McGrath, C. P. J.
The plaintiff’s complaint alleges that the defendants mortgaged certain properties to the plaintiff on January 21st, 3929; that there was a default and the property was sold on June 21st, 1933, under foreclosure. Suit is for a deficiency and the complaint recites that on October 20th, 1933, a notice of the proposed suit was properly filed and that the suit was commenced within six months of the date of the sale.
Defendants move to strike out the complaint on the ground that suit was not commenced within three months of the date of sale, as provided in chapter 82 of the laws of 1933. The plaintiff contends that the laws of 1933, chapter 82, changing the period of limitations from six months to three months is unconstitutional and that the suit is governed by the prior statute of 1881, giving the plaintiff six months in which to sue.
It is well settled that the obligation of a contract is not impaired by a law which changes the legal or equitable means for its enforcement existing at the time it was entered into, provided an adequate though perhaps not so convenient remedy is retained or substituted therefor. “Although a new remedy may be deemed less convenient than the old one, and may in some degree render the recovery of debts more tardy and difficult, yet it will not follow that the law is unconstitutional. Whatever belongs merely to the remedy may be altered according to the will of the state, provided the alteration does not impair the obligation of the contract.” Bronson v. Kinzie, 1 How. 311, 316. Thus in Wheeler v. Jackson, 137 U. S. 245, a statute shortening the period of limitation for bringing an action, but not reducing it to an unreasonably short period, was sustained; and in New Jersey our Court of Errors and Appeals has held that the legislature may pass statutes of limitations which shall apply to existing contracts, provided a reasonable time in which to bring suit is allowed. Barnaby v. The Bradley Currier Co., 60 N. J. L. 158; 37 Atl. Rep. 764; Wootton v. Pollock, 116 N. J. Eq. 490; 174 Atl. Rep. 497. In all such cases the question is one of reasonableness and as to that the legislature is primarily the judge; and in judging the reasonableness of the limitation the court must consider the circumstances and cannot overrule the judgment of the legislature unless a palpable error has been committed. Terry v. Anderson, 95 U. S. 632; 24 L. Ed. 365. In Wootton v. Pollock the court held the change not unreasonable as applied to a suit in equity; and nothing has been shown which would indicate that the change from six months to three months is unreasonable as applied to a suit at law; and the change therefore is not prohibited either by the United States constitution or the constitution of New Jersejr.

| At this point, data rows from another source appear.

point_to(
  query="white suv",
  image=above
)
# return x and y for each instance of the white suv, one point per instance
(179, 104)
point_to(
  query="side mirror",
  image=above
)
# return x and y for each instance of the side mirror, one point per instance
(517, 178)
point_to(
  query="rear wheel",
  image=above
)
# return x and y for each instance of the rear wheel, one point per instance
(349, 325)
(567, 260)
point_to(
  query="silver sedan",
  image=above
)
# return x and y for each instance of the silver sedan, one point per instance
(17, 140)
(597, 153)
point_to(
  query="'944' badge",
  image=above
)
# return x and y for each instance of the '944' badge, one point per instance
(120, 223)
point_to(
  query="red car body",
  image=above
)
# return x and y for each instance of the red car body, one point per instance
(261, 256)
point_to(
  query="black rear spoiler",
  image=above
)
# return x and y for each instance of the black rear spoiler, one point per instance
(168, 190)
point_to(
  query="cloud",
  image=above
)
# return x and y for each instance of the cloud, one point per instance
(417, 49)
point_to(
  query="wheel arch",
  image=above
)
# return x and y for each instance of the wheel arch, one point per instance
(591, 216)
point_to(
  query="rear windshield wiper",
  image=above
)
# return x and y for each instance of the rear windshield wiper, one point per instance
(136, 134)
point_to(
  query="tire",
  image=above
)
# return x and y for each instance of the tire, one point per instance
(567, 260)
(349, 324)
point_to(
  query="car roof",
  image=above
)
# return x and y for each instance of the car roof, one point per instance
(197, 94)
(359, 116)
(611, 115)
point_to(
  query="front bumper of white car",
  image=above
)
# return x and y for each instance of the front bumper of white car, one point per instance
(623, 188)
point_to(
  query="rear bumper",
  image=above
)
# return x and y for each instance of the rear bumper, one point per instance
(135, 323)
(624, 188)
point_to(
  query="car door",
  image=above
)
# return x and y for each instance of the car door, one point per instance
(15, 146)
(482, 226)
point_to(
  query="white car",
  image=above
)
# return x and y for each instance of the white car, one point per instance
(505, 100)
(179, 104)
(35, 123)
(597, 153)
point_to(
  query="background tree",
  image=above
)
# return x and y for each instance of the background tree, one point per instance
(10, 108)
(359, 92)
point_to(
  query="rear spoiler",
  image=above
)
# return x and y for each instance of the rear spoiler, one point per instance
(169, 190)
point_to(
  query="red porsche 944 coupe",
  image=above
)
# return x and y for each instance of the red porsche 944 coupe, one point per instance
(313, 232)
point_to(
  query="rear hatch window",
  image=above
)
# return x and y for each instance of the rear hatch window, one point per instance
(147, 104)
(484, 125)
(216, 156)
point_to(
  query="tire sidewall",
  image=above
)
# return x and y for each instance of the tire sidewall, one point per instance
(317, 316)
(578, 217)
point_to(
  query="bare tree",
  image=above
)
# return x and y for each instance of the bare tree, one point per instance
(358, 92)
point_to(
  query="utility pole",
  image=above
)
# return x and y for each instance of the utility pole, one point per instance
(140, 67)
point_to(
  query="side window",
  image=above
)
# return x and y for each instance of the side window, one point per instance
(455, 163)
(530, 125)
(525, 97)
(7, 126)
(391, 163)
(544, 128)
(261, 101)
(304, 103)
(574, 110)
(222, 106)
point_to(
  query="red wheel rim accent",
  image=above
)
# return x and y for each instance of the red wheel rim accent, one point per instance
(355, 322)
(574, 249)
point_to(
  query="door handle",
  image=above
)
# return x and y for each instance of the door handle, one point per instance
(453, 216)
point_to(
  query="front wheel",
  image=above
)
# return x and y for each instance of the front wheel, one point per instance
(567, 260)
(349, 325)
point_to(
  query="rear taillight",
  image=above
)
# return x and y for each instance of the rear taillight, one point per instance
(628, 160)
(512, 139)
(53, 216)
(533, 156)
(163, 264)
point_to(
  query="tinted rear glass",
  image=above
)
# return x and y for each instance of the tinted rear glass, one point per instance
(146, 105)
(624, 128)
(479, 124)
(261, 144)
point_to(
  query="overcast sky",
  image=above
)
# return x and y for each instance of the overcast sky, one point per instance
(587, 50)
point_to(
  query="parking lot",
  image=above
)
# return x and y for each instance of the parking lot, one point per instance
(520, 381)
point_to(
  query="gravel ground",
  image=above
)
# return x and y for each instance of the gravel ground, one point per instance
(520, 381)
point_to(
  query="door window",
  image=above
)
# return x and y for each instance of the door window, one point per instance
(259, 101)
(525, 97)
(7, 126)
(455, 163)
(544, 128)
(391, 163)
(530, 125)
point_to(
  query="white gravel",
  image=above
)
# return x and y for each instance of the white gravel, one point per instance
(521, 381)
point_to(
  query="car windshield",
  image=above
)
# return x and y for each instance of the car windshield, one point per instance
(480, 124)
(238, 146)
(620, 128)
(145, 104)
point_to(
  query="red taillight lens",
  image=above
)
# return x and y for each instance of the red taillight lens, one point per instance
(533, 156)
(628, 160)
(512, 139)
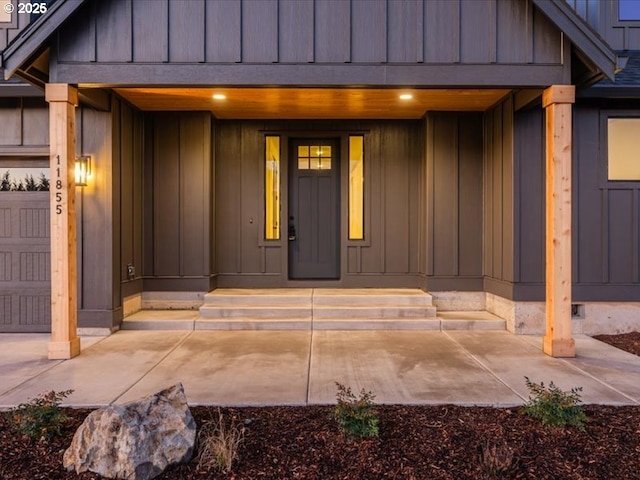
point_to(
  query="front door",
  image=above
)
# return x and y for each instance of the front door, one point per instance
(314, 209)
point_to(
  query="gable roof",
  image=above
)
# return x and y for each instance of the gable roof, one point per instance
(559, 13)
(36, 34)
(583, 37)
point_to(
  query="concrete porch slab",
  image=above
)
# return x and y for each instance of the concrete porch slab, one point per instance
(512, 357)
(401, 367)
(301, 367)
(614, 368)
(234, 368)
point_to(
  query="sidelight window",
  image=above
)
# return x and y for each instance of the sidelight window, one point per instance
(272, 188)
(622, 139)
(356, 187)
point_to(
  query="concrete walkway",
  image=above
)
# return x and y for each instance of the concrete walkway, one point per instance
(301, 367)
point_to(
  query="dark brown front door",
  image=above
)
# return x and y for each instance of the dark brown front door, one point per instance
(314, 209)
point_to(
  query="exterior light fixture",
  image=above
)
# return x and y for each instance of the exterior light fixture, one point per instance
(83, 170)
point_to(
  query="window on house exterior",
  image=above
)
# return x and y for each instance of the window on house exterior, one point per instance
(314, 157)
(356, 187)
(629, 10)
(272, 188)
(623, 159)
(24, 179)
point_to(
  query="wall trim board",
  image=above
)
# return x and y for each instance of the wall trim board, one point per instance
(99, 318)
(171, 284)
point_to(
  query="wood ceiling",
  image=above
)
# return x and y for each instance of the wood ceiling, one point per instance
(312, 103)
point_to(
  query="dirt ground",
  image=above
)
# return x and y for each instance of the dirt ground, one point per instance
(415, 442)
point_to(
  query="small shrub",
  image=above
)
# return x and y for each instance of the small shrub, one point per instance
(40, 418)
(555, 407)
(497, 461)
(356, 415)
(218, 444)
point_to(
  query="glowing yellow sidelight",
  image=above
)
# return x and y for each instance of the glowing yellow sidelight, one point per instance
(623, 140)
(272, 188)
(356, 187)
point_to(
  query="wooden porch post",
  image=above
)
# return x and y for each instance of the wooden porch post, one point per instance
(62, 100)
(557, 101)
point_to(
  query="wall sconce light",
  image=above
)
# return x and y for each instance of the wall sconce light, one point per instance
(83, 170)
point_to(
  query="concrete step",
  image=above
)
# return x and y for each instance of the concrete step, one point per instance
(367, 297)
(471, 320)
(376, 324)
(277, 297)
(244, 323)
(161, 320)
(255, 311)
(372, 312)
(190, 320)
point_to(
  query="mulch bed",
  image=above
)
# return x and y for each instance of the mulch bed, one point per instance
(416, 442)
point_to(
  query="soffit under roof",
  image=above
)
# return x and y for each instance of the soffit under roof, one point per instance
(312, 103)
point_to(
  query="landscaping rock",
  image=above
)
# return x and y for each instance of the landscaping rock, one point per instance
(135, 441)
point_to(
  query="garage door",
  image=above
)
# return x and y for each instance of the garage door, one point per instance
(25, 262)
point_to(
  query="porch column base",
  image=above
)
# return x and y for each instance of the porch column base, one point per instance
(559, 348)
(64, 350)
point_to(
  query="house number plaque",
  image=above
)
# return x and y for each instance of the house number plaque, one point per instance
(58, 187)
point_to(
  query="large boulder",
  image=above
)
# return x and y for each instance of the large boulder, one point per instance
(135, 441)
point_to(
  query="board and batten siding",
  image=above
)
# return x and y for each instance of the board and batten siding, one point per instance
(25, 262)
(453, 176)
(606, 213)
(602, 15)
(389, 255)
(25, 127)
(178, 202)
(245, 37)
(109, 212)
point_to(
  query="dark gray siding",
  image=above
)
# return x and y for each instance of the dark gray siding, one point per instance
(514, 202)
(109, 212)
(25, 262)
(10, 31)
(453, 180)
(178, 202)
(25, 127)
(602, 15)
(258, 41)
(389, 255)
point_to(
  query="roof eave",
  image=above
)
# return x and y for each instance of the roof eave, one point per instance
(581, 35)
(34, 36)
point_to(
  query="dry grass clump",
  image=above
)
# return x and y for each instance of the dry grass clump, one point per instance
(218, 443)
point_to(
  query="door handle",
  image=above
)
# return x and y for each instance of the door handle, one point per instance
(292, 230)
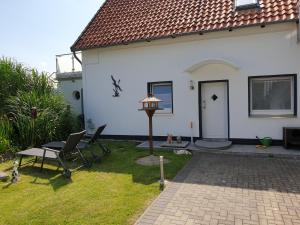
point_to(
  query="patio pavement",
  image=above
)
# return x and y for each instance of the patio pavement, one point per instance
(275, 151)
(230, 189)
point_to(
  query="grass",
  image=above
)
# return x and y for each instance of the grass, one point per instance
(115, 191)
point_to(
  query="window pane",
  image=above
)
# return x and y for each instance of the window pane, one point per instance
(245, 2)
(164, 93)
(272, 94)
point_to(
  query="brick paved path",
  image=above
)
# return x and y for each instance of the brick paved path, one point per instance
(226, 189)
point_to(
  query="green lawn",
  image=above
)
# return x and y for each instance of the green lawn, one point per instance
(115, 191)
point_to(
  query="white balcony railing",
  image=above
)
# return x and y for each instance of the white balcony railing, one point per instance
(66, 63)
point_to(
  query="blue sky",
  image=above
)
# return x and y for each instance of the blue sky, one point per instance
(34, 31)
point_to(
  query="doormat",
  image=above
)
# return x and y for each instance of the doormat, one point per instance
(183, 144)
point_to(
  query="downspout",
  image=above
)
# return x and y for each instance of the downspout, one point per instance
(75, 56)
(298, 24)
(82, 106)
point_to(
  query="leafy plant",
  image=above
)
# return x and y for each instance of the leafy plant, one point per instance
(53, 121)
(23, 89)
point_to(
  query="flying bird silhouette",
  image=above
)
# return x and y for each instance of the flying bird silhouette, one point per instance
(117, 87)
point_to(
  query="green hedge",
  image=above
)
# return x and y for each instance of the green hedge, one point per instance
(23, 90)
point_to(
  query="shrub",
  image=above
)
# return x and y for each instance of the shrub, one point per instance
(5, 134)
(21, 89)
(54, 120)
(4, 145)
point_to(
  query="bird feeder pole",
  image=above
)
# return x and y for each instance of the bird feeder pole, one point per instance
(150, 105)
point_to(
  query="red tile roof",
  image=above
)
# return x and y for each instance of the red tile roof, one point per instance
(124, 21)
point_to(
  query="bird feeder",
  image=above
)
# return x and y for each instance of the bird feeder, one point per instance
(150, 104)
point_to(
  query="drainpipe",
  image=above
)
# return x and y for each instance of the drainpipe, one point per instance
(81, 91)
(75, 56)
(298, 24)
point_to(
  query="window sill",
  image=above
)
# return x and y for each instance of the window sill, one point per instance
(273, 116)
(164, 114)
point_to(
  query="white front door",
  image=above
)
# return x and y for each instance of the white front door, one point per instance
(214, 109)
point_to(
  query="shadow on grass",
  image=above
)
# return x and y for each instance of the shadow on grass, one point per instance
(120, 161)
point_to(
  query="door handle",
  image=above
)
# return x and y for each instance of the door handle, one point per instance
(204, 104)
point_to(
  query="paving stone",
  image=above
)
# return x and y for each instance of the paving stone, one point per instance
(227, 189)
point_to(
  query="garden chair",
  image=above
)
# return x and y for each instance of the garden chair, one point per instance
(69, 148)
(83, 144)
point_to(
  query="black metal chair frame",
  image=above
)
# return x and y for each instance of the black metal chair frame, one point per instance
(70, 147)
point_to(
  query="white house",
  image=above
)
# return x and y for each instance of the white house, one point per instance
(230, 68)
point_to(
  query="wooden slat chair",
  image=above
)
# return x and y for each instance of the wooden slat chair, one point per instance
(69, 148)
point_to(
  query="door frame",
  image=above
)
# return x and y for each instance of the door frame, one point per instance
(200, 105)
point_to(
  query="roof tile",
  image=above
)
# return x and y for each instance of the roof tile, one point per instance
(124, 21)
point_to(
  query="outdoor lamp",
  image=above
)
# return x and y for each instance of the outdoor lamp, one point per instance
(192, 85)
(150, 105)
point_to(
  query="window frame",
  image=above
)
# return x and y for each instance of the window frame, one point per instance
(274, 113)
(246, 6)
(150, 91)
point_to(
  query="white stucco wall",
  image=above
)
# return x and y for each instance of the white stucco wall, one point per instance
(255, 51)
(67, 87)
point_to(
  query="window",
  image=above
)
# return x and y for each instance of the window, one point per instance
(76, 95)
(273, 95)
(164, 92)
(246, 3)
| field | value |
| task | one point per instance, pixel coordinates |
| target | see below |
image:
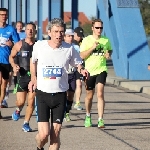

It is true that this law of 1933, chapter 82, relied upon by the defendant, has already been declared unconstitutional on another ground. In Vanderbilt v. Brunton Piano Co., 111 N. J. L. 596; 169 Atl. Rep. 177, some provisions of the act with reference market value have been declared unconstitutional; and the rule is that if the unconstitutional parts of the law are so connected and dependent upon the provisions regarding the three months period as to warrant the belief that the legislature intended them as a whole, they must stand or fall together. Morris v. Carter, 46 Id. 260. It is also true that in the more recent case of Fruzynski v. Jablonski, 117 N. J. Eq. 117; 175 Atl. Rep. 112, our Court of Errors and Appeals reiterates that the right to recover the amount of a deficiency cannot be impaired.
However, as pointed out in Wootton v. Pollock, supra, the act of 1933 appears to be nothing more than a restatement of the steps necessary for instituting suit for deficiency judgments (as these steps had already been provided in various previous acts) and in addition a reduction of the time within which such suit could be brought as well as provisions for a reduction in the amount for which judgment could be entered. There seems to be no connection between the reduction of the limitation to three months and the unconstitutional parts as to fair market value which were condemned in Vanderbilt v. Brunton Piano Co., supra, and therefore, no reason exists why the intent of the legislature to reduce the term should not be upheld even though other unconnected parts of the statute have been held to be u nconstitutional.
The motion to strike out the complaint is therefore granted.